Let $R$ be a commutative ring, $M$ be an $R$ module and $m\in M$.
I am trying to prove or disprove that $M/ann(m)$ is an injective $R$ module. Any suggestions are welcome.
I am expecting the answer to be yes. I was trying to prove that given any $R$ module $M$ there exists an $R$ module $I$ with an injective morphism $M\rightarrow I$ i.e., to prove that there are enough injectives in the category of $R$ modules. Idea is to prove that the above quotient is an injective module and so is the product of quotients over all elements of $M$ with natrural (which I expect to be injective)map $M\rightarrow \prod_{m\in M} M/ann(m)$.
This is usually not true (indeed, it's harder to come up with a nontrivial example where it is true than one where it isn't true). For instance, take $R=M=\mathbb{Z}$ and $m=1$. Then $ann(m)=0$, so $M/ann(m)=\mathbb{Z}$ which is not an injective $\mathbb{Z}$-module.

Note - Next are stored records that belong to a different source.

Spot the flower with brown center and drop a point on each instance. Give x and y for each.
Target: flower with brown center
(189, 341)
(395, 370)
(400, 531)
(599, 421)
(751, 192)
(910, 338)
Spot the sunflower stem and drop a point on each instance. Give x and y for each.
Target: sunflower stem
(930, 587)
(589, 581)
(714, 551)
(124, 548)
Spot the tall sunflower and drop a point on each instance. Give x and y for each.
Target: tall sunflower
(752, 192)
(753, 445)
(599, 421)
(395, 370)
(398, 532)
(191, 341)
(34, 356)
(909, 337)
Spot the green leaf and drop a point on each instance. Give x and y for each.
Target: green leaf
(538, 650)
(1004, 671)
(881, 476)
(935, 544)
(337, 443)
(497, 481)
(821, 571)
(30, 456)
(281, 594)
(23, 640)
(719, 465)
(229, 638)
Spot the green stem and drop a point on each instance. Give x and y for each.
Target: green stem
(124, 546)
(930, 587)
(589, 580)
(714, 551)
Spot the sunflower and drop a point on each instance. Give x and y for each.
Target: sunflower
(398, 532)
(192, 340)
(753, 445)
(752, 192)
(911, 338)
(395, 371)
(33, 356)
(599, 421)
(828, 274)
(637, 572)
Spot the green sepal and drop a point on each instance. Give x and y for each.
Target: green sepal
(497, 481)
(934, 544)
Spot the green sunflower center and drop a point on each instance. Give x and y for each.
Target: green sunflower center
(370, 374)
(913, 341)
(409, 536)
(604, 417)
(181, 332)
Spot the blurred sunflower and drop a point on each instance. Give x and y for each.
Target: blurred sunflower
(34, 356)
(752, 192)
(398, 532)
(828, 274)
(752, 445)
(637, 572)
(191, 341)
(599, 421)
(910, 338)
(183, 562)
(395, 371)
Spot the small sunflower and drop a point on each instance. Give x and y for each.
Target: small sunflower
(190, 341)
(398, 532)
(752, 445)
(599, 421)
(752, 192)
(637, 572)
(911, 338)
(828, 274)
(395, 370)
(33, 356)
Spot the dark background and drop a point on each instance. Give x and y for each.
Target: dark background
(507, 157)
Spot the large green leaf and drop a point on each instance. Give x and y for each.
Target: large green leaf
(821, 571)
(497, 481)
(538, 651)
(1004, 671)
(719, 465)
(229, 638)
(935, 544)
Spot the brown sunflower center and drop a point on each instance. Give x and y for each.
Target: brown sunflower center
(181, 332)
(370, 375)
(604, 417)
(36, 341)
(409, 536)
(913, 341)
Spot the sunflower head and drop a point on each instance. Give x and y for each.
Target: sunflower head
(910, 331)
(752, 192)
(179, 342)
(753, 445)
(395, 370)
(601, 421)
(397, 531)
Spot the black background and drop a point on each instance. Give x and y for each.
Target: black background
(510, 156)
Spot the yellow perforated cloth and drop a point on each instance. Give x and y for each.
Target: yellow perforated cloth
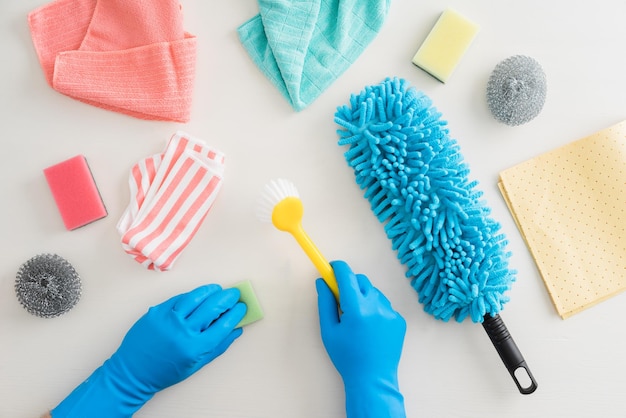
(570, 206)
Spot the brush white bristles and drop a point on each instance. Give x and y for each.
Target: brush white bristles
(273, 192)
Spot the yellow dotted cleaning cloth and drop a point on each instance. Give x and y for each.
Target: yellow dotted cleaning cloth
(570, 206)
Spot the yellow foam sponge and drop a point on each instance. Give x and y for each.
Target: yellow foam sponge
(254, 313)
(445, 45)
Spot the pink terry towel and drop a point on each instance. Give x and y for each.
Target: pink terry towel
(170, 195)
(128, 56)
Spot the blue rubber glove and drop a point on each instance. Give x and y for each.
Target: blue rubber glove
(169, 343)
(364, 342)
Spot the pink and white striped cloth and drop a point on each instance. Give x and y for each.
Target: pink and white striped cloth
(170, 195)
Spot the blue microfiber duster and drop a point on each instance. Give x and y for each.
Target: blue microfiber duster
(417, 184)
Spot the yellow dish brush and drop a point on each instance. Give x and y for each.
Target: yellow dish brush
(280, 204)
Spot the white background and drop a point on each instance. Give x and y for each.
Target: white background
(279, 368)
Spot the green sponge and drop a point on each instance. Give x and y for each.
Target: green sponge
(248, 297)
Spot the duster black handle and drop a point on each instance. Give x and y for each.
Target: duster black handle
(509, 353)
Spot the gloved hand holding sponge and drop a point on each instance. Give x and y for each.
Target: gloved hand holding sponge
(178, 337)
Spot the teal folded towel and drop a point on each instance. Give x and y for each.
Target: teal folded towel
(304, 46)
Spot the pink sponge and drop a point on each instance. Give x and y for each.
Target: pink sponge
(75, 192)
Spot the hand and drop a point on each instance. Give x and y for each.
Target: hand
(364, 340)
(169, 343)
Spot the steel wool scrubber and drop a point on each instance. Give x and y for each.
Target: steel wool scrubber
(417, 184)
(47, 285)
(516, 90)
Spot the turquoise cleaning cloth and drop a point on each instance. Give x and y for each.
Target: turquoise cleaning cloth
(303, 46)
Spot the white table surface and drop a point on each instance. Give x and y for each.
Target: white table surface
(279, 367)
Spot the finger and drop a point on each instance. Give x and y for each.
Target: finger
(187, 303)
(222, 346)
(212, 307)
(365, 286)
(221, 328)
(347, 283)
(326, 305)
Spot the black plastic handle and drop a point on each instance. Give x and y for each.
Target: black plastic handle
(509, 353)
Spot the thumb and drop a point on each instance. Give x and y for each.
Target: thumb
(326, 304)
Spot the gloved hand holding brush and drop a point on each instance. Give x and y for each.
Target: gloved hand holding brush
(169, 343)
(364, 341)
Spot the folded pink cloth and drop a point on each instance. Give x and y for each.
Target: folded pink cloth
(128, 56)
(170, 195)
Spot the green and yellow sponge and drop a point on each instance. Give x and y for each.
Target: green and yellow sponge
(255, 312)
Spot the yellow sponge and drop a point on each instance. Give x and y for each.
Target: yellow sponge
(248, 297)
(446, 43)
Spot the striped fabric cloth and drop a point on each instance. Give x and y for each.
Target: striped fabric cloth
(128, 56)
(170, 195)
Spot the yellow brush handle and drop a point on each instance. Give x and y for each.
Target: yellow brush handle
(322, 265)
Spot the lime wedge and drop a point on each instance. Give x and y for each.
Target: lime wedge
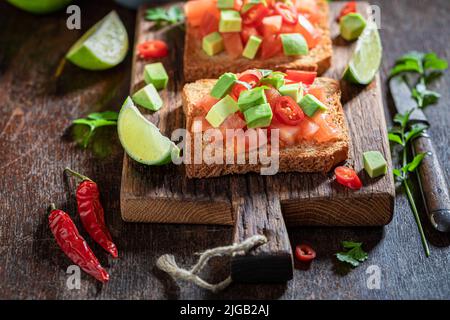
(41, 6)
(141, 139)
(103, 46)
(366, 59)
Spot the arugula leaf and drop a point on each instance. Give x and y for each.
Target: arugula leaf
(165, 17)
(94, 121)
(354, 254)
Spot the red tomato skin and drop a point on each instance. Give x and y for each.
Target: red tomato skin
(305, 77)
(233, 44)
(153, 49)
(287, 111)
(304, 253)
(348, 177)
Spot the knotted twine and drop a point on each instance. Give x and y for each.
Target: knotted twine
(167, 263)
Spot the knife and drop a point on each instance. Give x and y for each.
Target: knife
(432, 181)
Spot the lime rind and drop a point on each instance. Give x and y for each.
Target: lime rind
(103, 46)
(366, 58)
(141, 139)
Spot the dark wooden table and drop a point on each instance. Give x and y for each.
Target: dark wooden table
(35, 114)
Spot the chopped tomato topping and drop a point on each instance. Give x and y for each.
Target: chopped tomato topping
(195, 10)
(306, 77)
(349, 7)
(152, 49)
(247, 32)
(271, 25)
(287, 111)
(287, 12)
(233, 44)
(254, 16)
(271, 46)
(304, 253)
(348, 177)
(210, 23)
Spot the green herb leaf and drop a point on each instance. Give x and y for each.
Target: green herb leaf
(395, 138)
(354, 255)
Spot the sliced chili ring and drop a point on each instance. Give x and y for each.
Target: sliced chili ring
(287, 111)
(348, 177)
(304, 253)
(287, 12)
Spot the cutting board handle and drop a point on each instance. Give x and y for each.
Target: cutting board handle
(259, 212)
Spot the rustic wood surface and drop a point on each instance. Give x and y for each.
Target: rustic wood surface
(160, 194)
(35, 114)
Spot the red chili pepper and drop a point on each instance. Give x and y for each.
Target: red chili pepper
(304, 253)
(73, 244)
(91, 213)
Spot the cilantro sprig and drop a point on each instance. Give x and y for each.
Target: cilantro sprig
(95, 121)
(428, 67)
(164, 17)
(354, 254)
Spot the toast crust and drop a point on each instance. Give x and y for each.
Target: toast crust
(308, 156)
(198, 65)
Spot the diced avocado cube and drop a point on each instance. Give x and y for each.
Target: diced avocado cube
(374, 163)
(212, 43)
(252, 46)
(276, 80)
(258, 116)
(230, 21)
(351, 26)
(221, 110)
(155, 74)
(293, 90)
(294, 44)
(148, 97)
(310, 104)
(223, 85)
(250, 3)
(251, 98)
(225, 4)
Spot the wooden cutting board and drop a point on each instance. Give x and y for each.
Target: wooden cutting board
(257, 204)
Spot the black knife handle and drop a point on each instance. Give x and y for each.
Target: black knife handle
(433, 185)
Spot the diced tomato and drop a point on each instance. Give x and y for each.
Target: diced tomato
(152, 49)
(310, 9)
(306, 77)
(349, 7)
(307, 30)
(307, 129)
(271, 25)
(272, 94)
(206, 103)
(247, 32)
(233, 44)
(271, 46)
(287, 111)
(318, 92)
(304, 253)
(253, 17)
(287, 12)
(195, 10)
(210, 23)
(327, 130)
(348, 177)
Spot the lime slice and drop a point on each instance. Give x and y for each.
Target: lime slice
(366, 59)
(141, 139)
(41, 6)
(103, 46)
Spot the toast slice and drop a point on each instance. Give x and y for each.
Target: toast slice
(308, 156)
(198, 65)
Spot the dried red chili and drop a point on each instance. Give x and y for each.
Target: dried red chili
(73, 244)
(92, 214)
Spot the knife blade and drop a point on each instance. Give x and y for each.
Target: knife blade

For an example where $ann(m)M$ is nonzero, take $R=\mathbb{Z}$, $M=\mathbb{Z}/2\mathbb{Z}\oplus\mathbb{Z}$, and $m=(1,0)$. Then $ann(m)=2\mathbb{Z}$ and $M/ann(m)=\mathbb{Z}/2\mathbb{Z}\oplus\mathbb{Z}/2\mathbb{Z}$ is not injective.
Really, I cannot see any reason why you would expect something like this to be true. If you do not have any motivating examples or any inkling of how to prove a similar statement, there is no reason at all to imagine you are on the right track.